Clustering and novel class recognition: evaluating bioacoustic deep learning feature extractors
Vincent S. Kather, Burooj Ghani, Dan Stowell
TL;DR
This work addresses the limitation of relying solely on classifier benchmarks by analyzing the embeddings produced by bioacoustic feature extractors. By isolating 15 pretrained extractors across supervised and self-supervised paradigms and evaluating them on two challenging PAM datasets (bird and frog vocalizations) through clustering and kNN classification, the study reveals distinct patterns: supervised bird-trained extractors achieve the strongest clustering and, often, classification on in-domain bird data, while self-supervised AVES models show superior clustering and classification for cross-domain frog data. The authors also demonstrate that applying UMAP to embeddings improves clustering, and they provide a reproducible embedding-space evaluation workflow (bacpipe) to compare models beyond their classifiers. Overall, the work highlights the importance of training-domain alignment and embedding-space analysis for robust bioacoustic model deployment in diverse, noisy, polyphonic environments.
Abstract
In computational bioacoustics, deep learning models are composed of feature extractors and classifiers.
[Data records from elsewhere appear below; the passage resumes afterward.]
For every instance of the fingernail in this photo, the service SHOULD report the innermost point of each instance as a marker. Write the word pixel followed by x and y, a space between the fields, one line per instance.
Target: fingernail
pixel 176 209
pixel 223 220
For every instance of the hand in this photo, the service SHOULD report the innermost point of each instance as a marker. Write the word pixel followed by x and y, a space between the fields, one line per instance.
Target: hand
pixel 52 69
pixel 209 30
The feature extractors generate vector representations of the input sound segments, called embeddings, which can be input to a classifier. While benchmarking of classification scores provides insights into specific performance statistics, it is limited to species that are included in the models' training data. Furthermore, it makes it impossible to compare models trained on very different taxonomic groups. This paper aims to address this gap by analyzing the embeddings generated by the feature extractors of 15 bioacoustic models spanning a wide range of setups (model architectures, training data, training paradigms). We evaluated and compared different ways in which models structure embedding spaces through clustering and kNN classification, which allows us to focus our comparison on feature extractors independent of their classifiers. We believe that this approach lets us evaluate the adaptability and generalization potential of models going beyond the classes they were trained on.